Мишка был дома. Оказывается, он ходил на рынок разведать насчет продажи шкурок и покупки ружья. Они смотрели с Чой Соком «Путешествие на запад», а я на них уже смотрела, как на персонажей спектакля. Мне все казалось странным, необычным, волшебным. Моя жизнь походила на какой-то затейливый узор. И это все мне дарило творчество. Дарил Мишка.
Утром перед завтраком я сказала Мишке, чтобы он не относил сразу все шкурки, надо быть осторожным на черном рынке. И лучше, может быть, сдать в госприемку через Виталика? Мишка засмеялся. Шкурка соболя на черном рынке стоила двести рублей, а государство платило в лучшем случае сто. За эти деньги можно купить ружье и кучу пороха, гильз.
Мишка меня не слушался. С нами завтракал и старик, но пищу он сам себе готовил.

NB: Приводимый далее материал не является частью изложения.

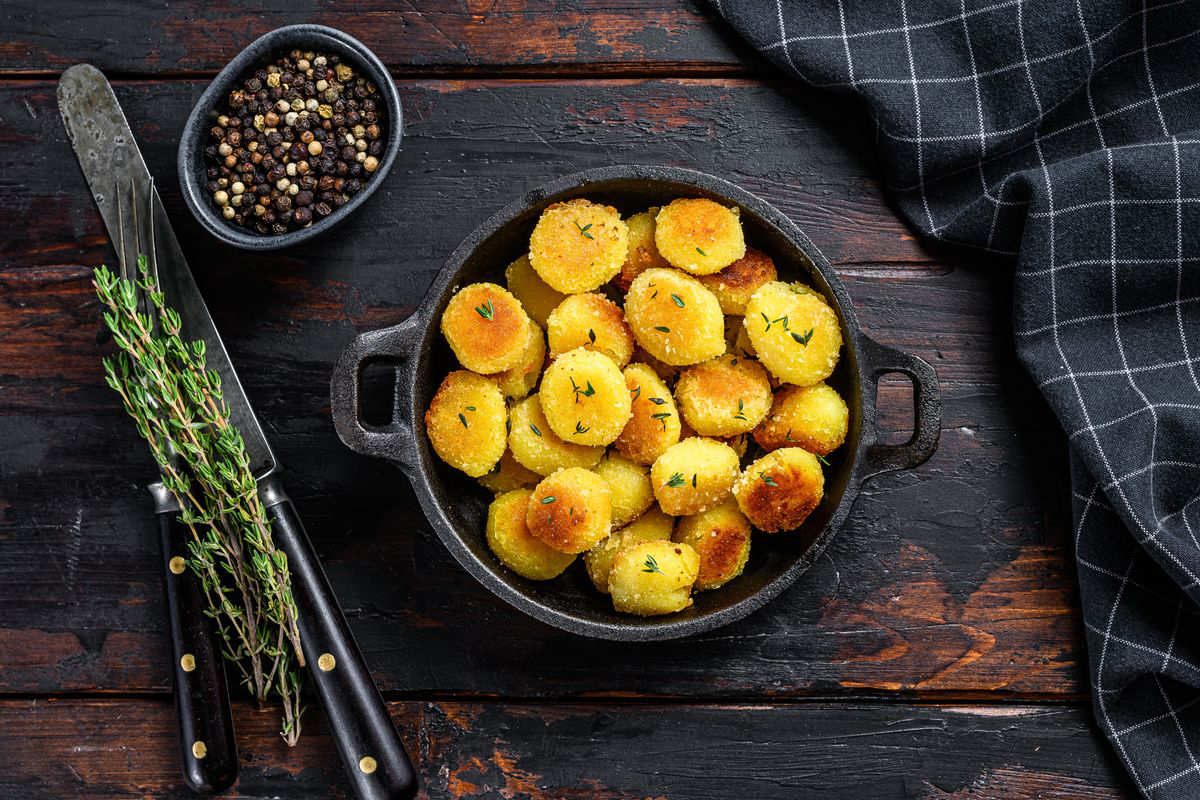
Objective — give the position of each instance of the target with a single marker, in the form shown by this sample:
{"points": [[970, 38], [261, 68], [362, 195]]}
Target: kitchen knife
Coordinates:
{"points": [[371, 751]]}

После завтрака мы вышли с Мишкой вместе. Я отправилась в детский клуб, а он на базар. Все во мне пело и плясало. Я готова была расцеловать всех моих ребятишек, рисующих с высунутыми от усердия язычками, пыхтящих и надувающих щеки. Мне мерещились большие города, выставки. Это уж так, чего тут скрывать. И не терпелось поскорее вернуться и взяться за кисти.

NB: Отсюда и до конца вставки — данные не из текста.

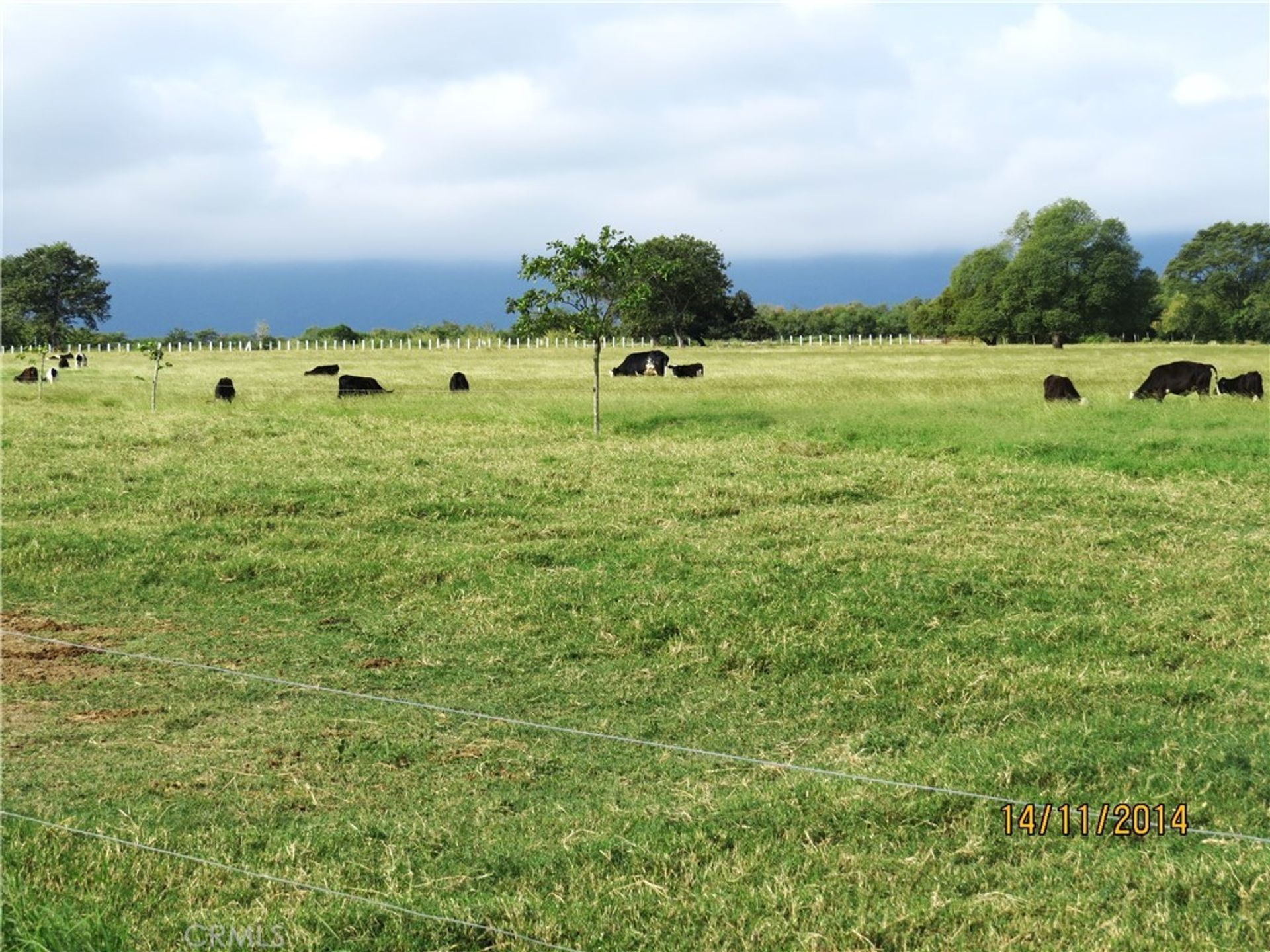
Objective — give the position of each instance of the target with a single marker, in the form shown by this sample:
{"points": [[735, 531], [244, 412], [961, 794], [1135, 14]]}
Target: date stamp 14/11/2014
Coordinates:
{"points": [[1094, 819]]}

Мишке и в самом деле посчастливилось сбыть шкурку за сто семьдесят рублей. И тут же договориться о покупке ружья, пороха, гильз, свинца. Через два дня он притащил это ружье. Это был ИЖ, а дальше то ли цифра двадцать, то ли восемнадцать, не помню. Помню, и мой папа нахваливал такое ружье, мол, очень удобное, недорогое, не выстрелит при не полностью закрытом ружье, там какая-то система блокировки. И при осечке не надо открывать снова ружье, просто снова взвести курок. И при падении оно не выстрелит, потому что предохранитель надежный, даже если курок взведен. Это же говорил и Мишка, поглаживая любовно приклад купленного ружья. Старика дома не было, ушел куда-то. Я смотрела с неприязнью на покупку Мишки. Ружье – это инструмент свободы. Слышала от одного папиного русского друга, охотника-любителя. Он все мечтал оторваться от цивилизации и уйти жить в тайгу. Но не уходил почему-то. То ли инструмент был все же плохонький, то ли не так уж ему была она нужна, свобода.
Но сейчас я была с ним полностью согласна. Когда Мишка наберет все, что ему нужно, он улизнет, как тот угорь-царь из лап обезьяны… Но неужели… неужели он не любит совсем свою обезьяну?
– Не налюбуешься, – сказала я.
Мишка мельком глянул на меня и снова обратился к ружью. А я тем временем писала новую вещь, «Мать-олениху». Она пришла из песни Мишки.
– Я рисую оленя, – снова подала голос я, – а ты тут крутишься с ружьем.
Наконец Мишка услышал меня и подошел, взглянул на холст.
– Ая, – сказал он. – Только рисуй ее не белой.